27 maggio 2014

Santa madre Chiesa

di Roberto Marino

Forse quella santa donna di mia nonna (pace all'anima sua!) aveva proprio ragione quando, in dialetto calabrese, diceva di «stare attento alle vesti lunghe». Ora, per chi non conoscesse l'idioma o l'espressione, le lunghe vesti sarebbero i membri della gerarchia ecclesiastica, in particolare quelli di rango elevato (vescovi e cardinali), che godono di particolare prestigio e potere. Proprio contro di loro infatti sarebbe rivolta l'allusione polemica tratta dalla saggezza popolare.

A ben vedere, il giallo che sta investendo l'ex segretario di Stato vaticano, il cardinal Tarcisio Bertone, sembra confermare non solo i sospetti e le diffidenze della saggezza popolare tradizionale, ma anche il detto, dal sapore altrettanto caustico, che caratterizzava il pensiero di un grande rappresentante - nel bene e nel male - della storia recente, Giulio Andreotti. Tutti ricordano il detto che il divo, Belzebù, chiamatelo come vi pare, soleva dire: «A pensar male si fa peccato, ma qualche volta ci si azzecca». E se a trovarsi sulla stessa lunghezza d'onda sono stati due cattolici ferventi come mia nonna e Andreotti, la Chiesa non mi scomunicherà di certo dopo queste riflessioni.

In effetti, l'affaire Bertone, che sta travolgendo il porporato già da qualche settimana (si ricorderà la polemica sullo scandalo che riguardava l'abitazione mastodontica di 700 mq, poi ridimensionata dal diretto interessato che ha parlato di un più modesto 200 mq) e che qualche giorno fa sembra essersi allargato a presunte operazioni finanziarie poco chiare, qualche motivo per sospettare lo fornisce. Ma veniamo dunque ai fatti. 
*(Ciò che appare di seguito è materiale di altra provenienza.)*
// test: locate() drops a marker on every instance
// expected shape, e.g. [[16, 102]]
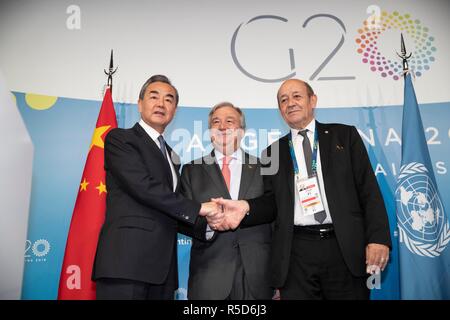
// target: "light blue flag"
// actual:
[[424, 228]]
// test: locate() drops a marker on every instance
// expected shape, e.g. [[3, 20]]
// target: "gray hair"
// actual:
[[158, 78], [226, 104]]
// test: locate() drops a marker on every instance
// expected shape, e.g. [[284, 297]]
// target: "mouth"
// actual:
[[159, 113], [294, 110]]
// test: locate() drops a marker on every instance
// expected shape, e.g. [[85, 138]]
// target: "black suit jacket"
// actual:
[[354, 198], [212, 263], [138, 238]]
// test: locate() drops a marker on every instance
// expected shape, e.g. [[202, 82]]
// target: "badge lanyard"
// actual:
[[314, 153]]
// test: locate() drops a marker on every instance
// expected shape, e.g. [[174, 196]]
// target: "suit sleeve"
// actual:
[[263, 209], [375, 215], [198, 229], [124, 162]]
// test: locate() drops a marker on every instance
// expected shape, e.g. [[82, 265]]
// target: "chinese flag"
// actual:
[[88, 215]]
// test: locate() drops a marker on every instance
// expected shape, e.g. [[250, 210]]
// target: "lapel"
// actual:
[[156, 151], [324, 145], [175, 159], [213, 170], [248, 171], [287, 166]]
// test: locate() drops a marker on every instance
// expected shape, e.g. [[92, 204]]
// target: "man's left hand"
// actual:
[[377, 255]]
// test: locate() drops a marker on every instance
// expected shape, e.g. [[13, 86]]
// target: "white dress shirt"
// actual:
[[235, 165], [297, 140], [154, 135]]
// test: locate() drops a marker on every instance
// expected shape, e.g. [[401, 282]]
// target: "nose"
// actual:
[[160, 102]]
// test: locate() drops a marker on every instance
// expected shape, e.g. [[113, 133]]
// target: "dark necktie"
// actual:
[[162, 146], [318, 216]]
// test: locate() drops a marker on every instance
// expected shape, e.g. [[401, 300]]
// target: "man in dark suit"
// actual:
[[331, 226], [137, 248], [230, 265]]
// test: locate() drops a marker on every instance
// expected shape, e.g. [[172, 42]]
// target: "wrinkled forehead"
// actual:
[[292, 85]]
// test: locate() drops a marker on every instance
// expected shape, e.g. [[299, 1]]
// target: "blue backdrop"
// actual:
[[61, 136]]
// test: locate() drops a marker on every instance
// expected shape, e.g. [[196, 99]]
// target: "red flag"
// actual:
[[88, 215]]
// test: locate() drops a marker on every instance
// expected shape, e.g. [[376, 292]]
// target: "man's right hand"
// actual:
[[212, 212], [234, 210]]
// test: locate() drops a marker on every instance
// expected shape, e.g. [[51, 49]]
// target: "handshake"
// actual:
[[222, 214]]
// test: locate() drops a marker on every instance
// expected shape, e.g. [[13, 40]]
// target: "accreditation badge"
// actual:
[[309, 195]]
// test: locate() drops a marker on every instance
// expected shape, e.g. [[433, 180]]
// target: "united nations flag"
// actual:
[[423, 224]]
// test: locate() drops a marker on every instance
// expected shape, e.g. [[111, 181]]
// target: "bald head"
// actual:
[[296, 101]]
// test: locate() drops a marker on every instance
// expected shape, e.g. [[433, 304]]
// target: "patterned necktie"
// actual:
[[318, 216], [226, 171]]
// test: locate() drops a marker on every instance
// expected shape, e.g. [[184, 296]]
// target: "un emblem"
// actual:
[[421, 218]]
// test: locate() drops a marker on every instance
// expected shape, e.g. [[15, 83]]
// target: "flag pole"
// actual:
[[404, 56], [110, 72]]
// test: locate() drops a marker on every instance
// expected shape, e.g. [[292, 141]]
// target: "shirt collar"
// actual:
[[150, 131], [236, 155], [311, 128]]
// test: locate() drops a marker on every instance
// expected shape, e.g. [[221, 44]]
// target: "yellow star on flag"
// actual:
[[97, 137], [101, 188], [83, 185]]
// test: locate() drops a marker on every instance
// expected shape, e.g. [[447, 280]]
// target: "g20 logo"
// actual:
[[37, 249], [367, 40], [423, 52], [339, 24]]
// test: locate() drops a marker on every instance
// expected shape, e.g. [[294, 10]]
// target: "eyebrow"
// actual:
[[167, 95]]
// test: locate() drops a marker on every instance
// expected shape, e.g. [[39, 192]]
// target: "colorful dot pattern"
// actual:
[[423, 54]]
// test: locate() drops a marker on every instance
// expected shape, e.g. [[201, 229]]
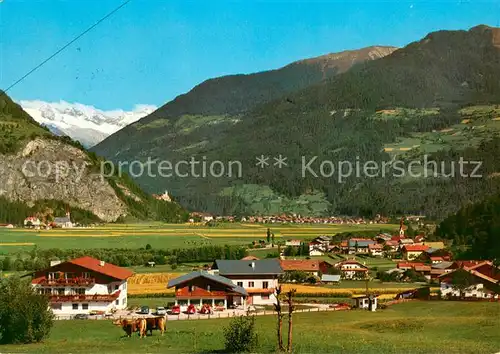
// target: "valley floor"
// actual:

Secondo quanto riportato dal quotidiano tedesco Bild, il cardinale si sarebbe servito, durante il periodo di segretariato e presumibilmente nel dicembre di due anni fa, della bellezza di 15 milioni di euro dello Ior per finanziare un affare di Ettore Bernabei. Costui è il presidente di una società di comunicazione, la Lux Vide, che si occupa anche della produzione di fiction per la Rai e dalla quale viene finanziata ogni anno con 30 milioni di euro. E qui si parla dunque di implicazione di denaro pubblico, tanto è vero che, secondo le fonti tedesche, il cardinale sarebbe accusato di malversazione e su di lui starebbero indagando congiuntamente l'Aif - Autorità di informazione vaticana - e la Procura di Roma. 
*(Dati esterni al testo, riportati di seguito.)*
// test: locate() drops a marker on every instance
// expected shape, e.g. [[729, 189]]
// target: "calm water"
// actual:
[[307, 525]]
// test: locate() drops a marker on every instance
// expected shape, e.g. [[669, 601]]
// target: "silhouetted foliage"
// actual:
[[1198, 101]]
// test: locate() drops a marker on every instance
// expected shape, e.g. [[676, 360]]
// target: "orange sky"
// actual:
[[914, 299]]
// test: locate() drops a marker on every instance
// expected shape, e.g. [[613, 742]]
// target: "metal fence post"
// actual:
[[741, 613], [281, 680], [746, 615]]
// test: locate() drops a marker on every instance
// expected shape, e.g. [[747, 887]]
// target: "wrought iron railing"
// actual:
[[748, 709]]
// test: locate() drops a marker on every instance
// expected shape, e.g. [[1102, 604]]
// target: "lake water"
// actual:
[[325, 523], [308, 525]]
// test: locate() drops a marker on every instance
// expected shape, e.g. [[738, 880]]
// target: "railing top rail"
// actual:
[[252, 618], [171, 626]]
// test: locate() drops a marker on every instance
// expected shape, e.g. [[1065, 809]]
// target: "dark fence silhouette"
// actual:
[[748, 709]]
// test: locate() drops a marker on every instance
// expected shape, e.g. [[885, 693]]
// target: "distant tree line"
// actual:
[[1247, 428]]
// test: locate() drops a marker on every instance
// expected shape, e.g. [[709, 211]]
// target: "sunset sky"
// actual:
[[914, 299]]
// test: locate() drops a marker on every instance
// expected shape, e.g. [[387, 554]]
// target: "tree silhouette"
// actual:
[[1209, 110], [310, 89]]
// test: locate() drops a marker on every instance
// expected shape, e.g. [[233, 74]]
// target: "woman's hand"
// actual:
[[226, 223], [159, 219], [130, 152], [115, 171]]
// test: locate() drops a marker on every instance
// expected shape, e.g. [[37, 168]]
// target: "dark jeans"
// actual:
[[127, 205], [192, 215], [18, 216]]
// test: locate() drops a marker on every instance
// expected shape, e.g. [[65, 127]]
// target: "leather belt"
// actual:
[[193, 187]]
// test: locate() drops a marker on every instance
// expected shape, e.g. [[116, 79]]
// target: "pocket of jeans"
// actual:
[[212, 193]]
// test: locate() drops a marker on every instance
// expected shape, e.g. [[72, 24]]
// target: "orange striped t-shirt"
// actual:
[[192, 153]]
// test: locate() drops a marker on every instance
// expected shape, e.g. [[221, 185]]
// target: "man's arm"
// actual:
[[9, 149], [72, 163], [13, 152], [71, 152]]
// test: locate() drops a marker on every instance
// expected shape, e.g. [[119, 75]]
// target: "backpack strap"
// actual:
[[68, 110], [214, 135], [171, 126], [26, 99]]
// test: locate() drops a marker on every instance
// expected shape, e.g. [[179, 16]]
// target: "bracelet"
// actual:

La Lux è una società la cui proprietà appartiene a vari soci: la Rml comunicazione della famiglia Bernabei, la Prima Tv di un imprenditore tunisino, Intesa San Paolo, la Impresat, riconducibile alla Cei e la Ricerche e Consulenza Az. Due anni fa la Rml decide di aumentare la propria partecipazione e per farlo chiede un finanziamento alla banca vaticana. A questo punto si innesca un intrecciato giro di affari, che coinvolge diverse società estere tra cui la Movie Invest Ltd - che fa capo alla famiglia Bernabei ed emette obbligazioni per un valore di 15 milioni di euro - e la Futura - società maltese che le acquista per cederle allo Ior. I soldi però, secondo le indagini, non rientrano nelle casse della banca ed è qui che scoppia lo scandalo.

Le indagini logicamente proseguiranno e faranno il proprio corso, sperando si arrivi in un tempo utile al ristabilimento della verità. A fronte di notizie come questa però, si percepisce una forte stonatura tra il tentativo di ridare alla Chiesa un volto (e si spera anche un corpo ed un'anima) pulito, operato da papa Bergoglio, e gli intrecci politico-finanziari sotterranei, che attraversano l'istituzione nata per pascolare le anime e finita spesso troppo vicino alla materia.